"If we're to be anything other than smooth dinosaurs who evolve, specialize and die, we need the stars" ... Octavia Butler, Parable of the Talents, 1998
Yesterday's anniversary:
On Feb. 15, 2013, a 65-foot-wide (20 meters) asteroid detonated in the skies over the Russian city of Chelyabinsk, causing millions of dollars of damage and injuring 1,500 people. The dramatic event served as a wake-up call, many scientists say, alerting the world to the dangers posed by the millions of space rocks that reside in Earth's neck of the cosmic woods.
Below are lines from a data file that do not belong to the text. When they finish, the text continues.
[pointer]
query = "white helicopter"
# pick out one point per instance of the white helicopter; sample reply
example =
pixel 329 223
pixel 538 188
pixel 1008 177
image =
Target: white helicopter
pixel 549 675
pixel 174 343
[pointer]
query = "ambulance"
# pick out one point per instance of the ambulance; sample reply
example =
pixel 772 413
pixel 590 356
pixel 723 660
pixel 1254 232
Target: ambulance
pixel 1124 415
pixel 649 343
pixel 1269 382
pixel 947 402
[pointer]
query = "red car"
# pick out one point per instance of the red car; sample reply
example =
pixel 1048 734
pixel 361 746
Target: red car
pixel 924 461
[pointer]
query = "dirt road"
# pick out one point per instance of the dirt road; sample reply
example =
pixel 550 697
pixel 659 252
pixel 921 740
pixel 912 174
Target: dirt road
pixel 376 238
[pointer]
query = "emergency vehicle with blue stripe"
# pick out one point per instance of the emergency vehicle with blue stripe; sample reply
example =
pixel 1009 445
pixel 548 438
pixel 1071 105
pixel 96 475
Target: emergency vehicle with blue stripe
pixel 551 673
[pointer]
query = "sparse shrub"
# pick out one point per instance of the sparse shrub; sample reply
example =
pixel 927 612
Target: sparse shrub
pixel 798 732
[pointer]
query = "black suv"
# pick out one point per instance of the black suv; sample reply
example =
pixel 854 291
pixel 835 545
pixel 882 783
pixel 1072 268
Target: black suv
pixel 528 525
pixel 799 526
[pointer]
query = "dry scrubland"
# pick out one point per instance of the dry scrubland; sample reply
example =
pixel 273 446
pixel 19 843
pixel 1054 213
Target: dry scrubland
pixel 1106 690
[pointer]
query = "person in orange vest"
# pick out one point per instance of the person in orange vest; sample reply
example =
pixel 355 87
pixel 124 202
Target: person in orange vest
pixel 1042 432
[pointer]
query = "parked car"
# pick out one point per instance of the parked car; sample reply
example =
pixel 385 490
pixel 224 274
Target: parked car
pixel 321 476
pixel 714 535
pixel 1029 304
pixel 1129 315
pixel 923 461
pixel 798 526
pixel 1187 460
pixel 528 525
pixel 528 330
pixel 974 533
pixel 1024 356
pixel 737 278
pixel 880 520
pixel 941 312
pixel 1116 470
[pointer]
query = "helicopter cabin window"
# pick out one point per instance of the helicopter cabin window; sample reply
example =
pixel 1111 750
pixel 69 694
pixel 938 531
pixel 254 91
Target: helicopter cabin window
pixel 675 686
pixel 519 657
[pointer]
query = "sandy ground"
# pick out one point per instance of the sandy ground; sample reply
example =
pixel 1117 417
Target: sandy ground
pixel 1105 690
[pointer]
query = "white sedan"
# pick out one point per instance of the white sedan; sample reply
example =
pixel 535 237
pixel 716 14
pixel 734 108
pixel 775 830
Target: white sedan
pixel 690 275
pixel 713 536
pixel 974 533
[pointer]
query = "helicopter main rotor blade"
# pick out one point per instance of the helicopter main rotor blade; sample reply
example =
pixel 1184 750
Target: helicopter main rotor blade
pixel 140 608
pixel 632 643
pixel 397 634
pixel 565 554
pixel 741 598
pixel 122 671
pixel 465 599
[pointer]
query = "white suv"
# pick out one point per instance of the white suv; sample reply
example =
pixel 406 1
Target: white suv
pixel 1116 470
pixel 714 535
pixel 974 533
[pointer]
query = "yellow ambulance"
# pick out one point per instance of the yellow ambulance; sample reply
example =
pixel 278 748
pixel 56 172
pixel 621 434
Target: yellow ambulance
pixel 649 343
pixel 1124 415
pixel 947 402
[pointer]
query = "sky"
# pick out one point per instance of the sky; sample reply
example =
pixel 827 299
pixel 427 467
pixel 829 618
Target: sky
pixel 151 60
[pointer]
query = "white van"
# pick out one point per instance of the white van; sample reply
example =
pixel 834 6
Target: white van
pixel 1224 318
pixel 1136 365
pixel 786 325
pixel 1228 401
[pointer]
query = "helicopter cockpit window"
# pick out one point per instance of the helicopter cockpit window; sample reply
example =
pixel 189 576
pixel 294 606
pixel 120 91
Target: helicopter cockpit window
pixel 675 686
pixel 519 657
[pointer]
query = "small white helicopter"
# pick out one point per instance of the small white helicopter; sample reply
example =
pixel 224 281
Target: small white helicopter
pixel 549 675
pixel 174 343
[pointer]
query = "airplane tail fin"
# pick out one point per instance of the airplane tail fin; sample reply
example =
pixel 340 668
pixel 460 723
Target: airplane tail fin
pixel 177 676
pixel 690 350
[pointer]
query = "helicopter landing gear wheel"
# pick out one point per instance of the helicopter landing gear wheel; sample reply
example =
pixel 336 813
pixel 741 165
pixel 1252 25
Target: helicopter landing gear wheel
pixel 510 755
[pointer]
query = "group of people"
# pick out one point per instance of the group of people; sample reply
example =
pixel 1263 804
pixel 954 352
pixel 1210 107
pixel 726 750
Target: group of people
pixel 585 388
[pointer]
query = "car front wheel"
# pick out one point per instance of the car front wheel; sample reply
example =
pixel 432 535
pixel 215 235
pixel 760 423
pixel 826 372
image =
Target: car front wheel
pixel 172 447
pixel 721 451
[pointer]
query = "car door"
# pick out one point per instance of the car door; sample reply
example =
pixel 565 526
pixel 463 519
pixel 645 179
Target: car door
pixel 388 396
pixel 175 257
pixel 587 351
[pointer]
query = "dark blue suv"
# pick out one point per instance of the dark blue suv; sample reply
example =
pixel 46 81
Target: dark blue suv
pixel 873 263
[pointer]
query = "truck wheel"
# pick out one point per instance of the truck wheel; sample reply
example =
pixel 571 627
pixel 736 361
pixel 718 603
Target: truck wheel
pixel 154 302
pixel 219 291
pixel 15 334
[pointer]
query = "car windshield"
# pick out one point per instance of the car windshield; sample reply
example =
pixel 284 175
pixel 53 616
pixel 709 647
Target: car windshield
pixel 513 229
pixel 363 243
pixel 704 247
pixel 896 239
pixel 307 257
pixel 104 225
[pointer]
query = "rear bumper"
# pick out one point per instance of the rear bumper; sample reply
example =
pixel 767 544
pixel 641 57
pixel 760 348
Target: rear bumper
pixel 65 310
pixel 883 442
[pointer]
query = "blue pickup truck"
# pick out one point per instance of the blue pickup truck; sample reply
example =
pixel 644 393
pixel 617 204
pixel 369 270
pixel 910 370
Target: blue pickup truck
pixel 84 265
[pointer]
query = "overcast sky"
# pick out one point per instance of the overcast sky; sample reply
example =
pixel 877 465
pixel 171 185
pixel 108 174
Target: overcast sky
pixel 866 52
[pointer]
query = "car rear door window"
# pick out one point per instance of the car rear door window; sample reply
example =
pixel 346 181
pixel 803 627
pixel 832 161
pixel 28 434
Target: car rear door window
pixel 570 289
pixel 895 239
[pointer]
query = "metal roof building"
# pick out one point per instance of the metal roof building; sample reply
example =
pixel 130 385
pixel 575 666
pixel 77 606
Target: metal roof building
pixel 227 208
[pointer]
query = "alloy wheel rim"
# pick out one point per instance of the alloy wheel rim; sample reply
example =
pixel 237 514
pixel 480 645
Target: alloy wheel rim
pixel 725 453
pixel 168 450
"These types of events are no longer hypothetical," David Kring, of the Lunar and Planetary Institute in Houston, said in December at the annual fall meeting of the American Geophysical Union (AGU) in San Francisco. "We've been up here talking about these types of things for years, but now the entire world understands that they can be real."
Mike Wall, Senior Writer, Space.com
Being a veteran of the era of "duck and cover" (and, the complete knowledge of its uselessness), I am pleased some are thinking at least instead of "Mutually Assured Destruction" (M.A.D.): Mutually Assured Survival.
A possible way to address via retooling:
The most destructive weapon humanity has ever developed could help our species avoid going the way of the dinosaurs.
Pretty much any asteroid that poses a threat to Earth can be blasted out of the heavens using a nuclear bomb, even with warning times of a week or less, say a team of scientists who have been developing the idea.
"We have the solution, using our baseline concept, to be able to mitigate the asteroid-impact threat, with any range of warning," Bong Wie, of Iowa State University, said Feb. 6 at the 2014 NASA Innovative Advanced Concepts (NIAC) meeting at Stanford University.
A very real threat
Wie presented his team's latest findings nearly a year to the day after a previously undetected 65-foot-wide (20 meters) space rock detonated in the skies above the Russian city of Chelyabinsk, injuring 1,500 people.
He and many other researchers regard the Feb. 15, 2013 Russian meteor explosion— which took locals and scientists alike by surprise — as a wake-up call about the threat Earth faces from incoming space rocks.
"A couple of years ago, I had to use the dinosaur example to justify our research," he said, referring to the asteroid impact that wiped out the giant reptiles 65 million years ago. "Now, that's no more — we had this major event."